World News

Ces librairies oubliées de Limoges

Avec la complicité de Paul Colmar, à la tête d’une photothèque exceptionnelle et grâce aux archives du journal, ouvrons les tiroirs de nos souvenirs. Cette semaine, la rubrique Tour de ville d'antan est consacrée aux librairies oubliées.

Certaines, comme la librairie catholique, rue de La Courtine à Limoges, sont toujours là. Certes, ce coup de projecteur sur le passé n’est pas complet. La librairie du Monde entier, qui avait une couleur communiste, Petit place Denis-Dussoubs, la librairie Landaud au 3 rue Jules-Guesde, où les écoliers arrivaient avec leur liste le jour de la rentrée des classes ne figurent pas dans ce panorama.

La librairie catholique

6 rue de la Courtine. Peu de librairies catholiques subsistent en France. Elles se comptent sur les doigts de la main. Celle située rue de La Courtine à Limoges est la plus ancienne. Si les croyants s’y rendent régulièrement pour s’alimenter spirituellement, les clients poussent parfois la porte, pour s’approvisionner en produits alimentaires issus des différentes abbayes. Ce nouveau cap a été fixé par Bertrand Heinrich-Mauratille, le petit-fils de la fondatrice. Car cette boutique appartient depuis 1928 à cette famille.
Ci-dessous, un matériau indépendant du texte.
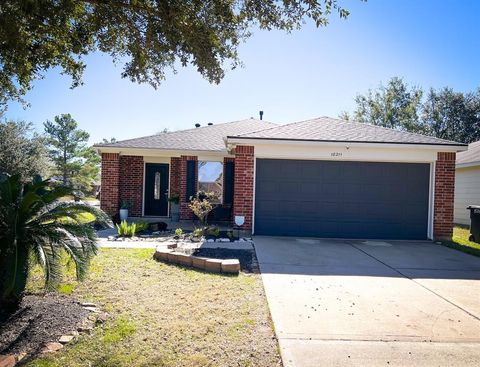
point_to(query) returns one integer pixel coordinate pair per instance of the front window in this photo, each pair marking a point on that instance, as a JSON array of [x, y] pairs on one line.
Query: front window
[[210, 179]]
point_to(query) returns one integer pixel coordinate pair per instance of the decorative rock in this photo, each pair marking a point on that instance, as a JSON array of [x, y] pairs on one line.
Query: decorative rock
[[198, 262], [88, 304], [92, 309], [7, 361], [161, 254], [173, 257], [21, 356], [84, 329], [52, 347], [184, 259], [231, 266], [102, 318], [214, 265], [65, 339]]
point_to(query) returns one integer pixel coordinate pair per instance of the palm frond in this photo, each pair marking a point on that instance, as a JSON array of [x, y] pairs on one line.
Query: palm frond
[[35, 224]]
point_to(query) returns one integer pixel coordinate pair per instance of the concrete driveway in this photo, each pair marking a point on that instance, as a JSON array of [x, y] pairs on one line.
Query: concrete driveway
[[371, 303]]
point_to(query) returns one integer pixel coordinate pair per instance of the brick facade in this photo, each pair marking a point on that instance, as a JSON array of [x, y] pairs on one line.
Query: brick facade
[[131, 183], [185, 212], [175, 179], [243, 192], [444, 196], [110, 181]]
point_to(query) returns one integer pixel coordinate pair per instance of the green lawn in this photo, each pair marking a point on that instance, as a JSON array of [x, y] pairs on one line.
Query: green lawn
[[164, 315], [460, 241]]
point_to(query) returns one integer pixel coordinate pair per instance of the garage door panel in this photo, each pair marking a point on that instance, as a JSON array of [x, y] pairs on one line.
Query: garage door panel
[[342, 199]]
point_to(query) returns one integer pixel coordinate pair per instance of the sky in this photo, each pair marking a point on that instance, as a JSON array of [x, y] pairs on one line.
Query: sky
[[291, 77]]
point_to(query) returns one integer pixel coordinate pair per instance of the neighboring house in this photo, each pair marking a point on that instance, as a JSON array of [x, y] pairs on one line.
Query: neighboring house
[[467, 182], [322, 178]]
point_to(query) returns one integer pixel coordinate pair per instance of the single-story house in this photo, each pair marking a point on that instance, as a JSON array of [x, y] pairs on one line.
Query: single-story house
[[318, 178], [467, 182]]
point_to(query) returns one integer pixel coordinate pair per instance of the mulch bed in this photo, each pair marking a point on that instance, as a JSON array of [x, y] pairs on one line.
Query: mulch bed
[[41, 319], [247, 258]]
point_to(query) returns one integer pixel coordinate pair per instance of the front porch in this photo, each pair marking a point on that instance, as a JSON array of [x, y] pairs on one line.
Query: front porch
[[147, 184]]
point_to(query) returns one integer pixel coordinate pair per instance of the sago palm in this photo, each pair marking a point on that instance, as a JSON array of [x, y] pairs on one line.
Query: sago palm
[[35, 227]]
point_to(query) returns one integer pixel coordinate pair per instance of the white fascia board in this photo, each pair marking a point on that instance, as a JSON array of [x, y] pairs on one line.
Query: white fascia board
[[152, 152], [232, 141], [346, 153], [467, 165]]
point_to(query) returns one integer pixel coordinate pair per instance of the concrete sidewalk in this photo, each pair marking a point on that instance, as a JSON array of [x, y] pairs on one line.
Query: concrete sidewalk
[[353, 303]]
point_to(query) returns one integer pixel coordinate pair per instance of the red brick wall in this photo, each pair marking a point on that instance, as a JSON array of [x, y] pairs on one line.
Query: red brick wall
[[185, 212], [131, 183], [243, 195], [444, 195], [110, 180], [175, 166]]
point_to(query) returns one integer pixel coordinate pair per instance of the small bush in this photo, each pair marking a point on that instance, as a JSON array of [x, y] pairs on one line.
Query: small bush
[[212, 231], [125, 229], [141, 226], [197, 232]]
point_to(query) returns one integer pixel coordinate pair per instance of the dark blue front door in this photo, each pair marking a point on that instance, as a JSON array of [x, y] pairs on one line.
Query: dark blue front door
[[156, 189]]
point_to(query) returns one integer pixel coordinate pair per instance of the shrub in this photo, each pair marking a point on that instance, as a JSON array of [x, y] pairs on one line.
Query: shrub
[[124, 204], [175, 199], [202, 205], [35, 225], [212, 231], [141, 225], [125, 229], [197, 232]]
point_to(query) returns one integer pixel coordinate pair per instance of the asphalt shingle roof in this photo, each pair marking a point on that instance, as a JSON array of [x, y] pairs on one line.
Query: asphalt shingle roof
[[472, 155], [329, 129], [208, 138]]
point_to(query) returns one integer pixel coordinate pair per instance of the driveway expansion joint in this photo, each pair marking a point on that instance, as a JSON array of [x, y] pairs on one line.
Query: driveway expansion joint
[[414, 281]]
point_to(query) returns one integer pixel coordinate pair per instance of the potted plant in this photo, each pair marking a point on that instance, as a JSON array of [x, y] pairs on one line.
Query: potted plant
[[174, 207], [124, 205]]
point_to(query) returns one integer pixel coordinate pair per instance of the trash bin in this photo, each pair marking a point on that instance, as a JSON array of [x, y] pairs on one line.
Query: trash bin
[[474, 223]]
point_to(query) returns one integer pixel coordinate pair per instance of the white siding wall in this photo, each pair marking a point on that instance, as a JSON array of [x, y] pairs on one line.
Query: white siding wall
[[467, 192]]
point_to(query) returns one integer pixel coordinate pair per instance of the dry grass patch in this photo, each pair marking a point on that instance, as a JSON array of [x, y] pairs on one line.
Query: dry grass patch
[[460, 241], [164, 315]]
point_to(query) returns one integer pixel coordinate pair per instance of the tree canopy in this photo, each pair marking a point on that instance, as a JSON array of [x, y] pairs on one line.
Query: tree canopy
[[73, 160], [22, 152], [443, 113], [148, 37]]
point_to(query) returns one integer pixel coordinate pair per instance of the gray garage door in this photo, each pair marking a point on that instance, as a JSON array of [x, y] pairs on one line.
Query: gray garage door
[[341, 199]]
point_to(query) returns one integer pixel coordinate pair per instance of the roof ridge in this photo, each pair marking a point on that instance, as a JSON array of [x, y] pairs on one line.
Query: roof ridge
[[386, 128], [273, 127], [180, 131]]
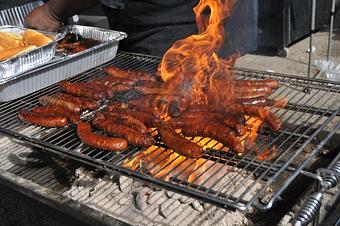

Lorsqu’elle a été inaugurée, la librairie était déjà axée sur la religion. Outre les parutions littéraires, on y trouve aussi des objets religieux et des santons au moment de Noël.

Le bureau préféré

79 rue Aristide-Briand. Cette librairie située au milieu de la rue était très prisée dans le quartier. On y trouvait, comme son nom l’indique, des articles et des fournitures de bureau. Les écoliers y achetaient leurs stylos, cahiers, porte-plume… Mais c’est le rayon consacré aux idées-cadeaux qui intéressaient le plus les enfants. Surtout les garçons. La partie consacrée aux petites voitures faisaient briller les yeux des gamins. Un garage miniature où les jouets étaient estampillés Norev, Majorette ou Dinky-Toys Les petites filles n'étaient pas non plus oubliées. Elles y trouvaient poupées, dînettes et des livres des bibliothèques rose ou verte.

La librairie Palisson

5, place Fournier. Cette librairie familiale a vu le jour en 1866, et porte le nom des éditions Larousse. Elle deviendra la librairie Desvilles et sera reprise plus tard, par la famille Baradat. Elle était spécialisée dans le commerce de détail de livres, journaux et papeterie.

Fermée le 8 septembre 1993, puis reprise, elle porte aujourd'hui le nom de Maison de la Presse. Côté librairie, les rayons proposent des livres d’art, de voyage, de cuisine, de jeunesse, de BD, de romans, poches ou grands formats, sans oublier les éditions limousines.

La librairie Laucournet

45 boulevard Carnot. Le 31 décembre 2012, Jean-Claude Laucournet a rédigé les dernières pages d’une histoire commencée en 1884. La librairie Laucournet est plus qu’une institution. Les Limougeauds ont tous un jour poussé les portes de ce magasin qui, depuis sa fondation en 1884, est resté dans son jus. C’est M. Duverger, éditeur et libraire, qui, à la fin du XIXe siècle, inaugure cette boutique. Le rayon papeterie est aussi important que celui consacré à la littérature générale.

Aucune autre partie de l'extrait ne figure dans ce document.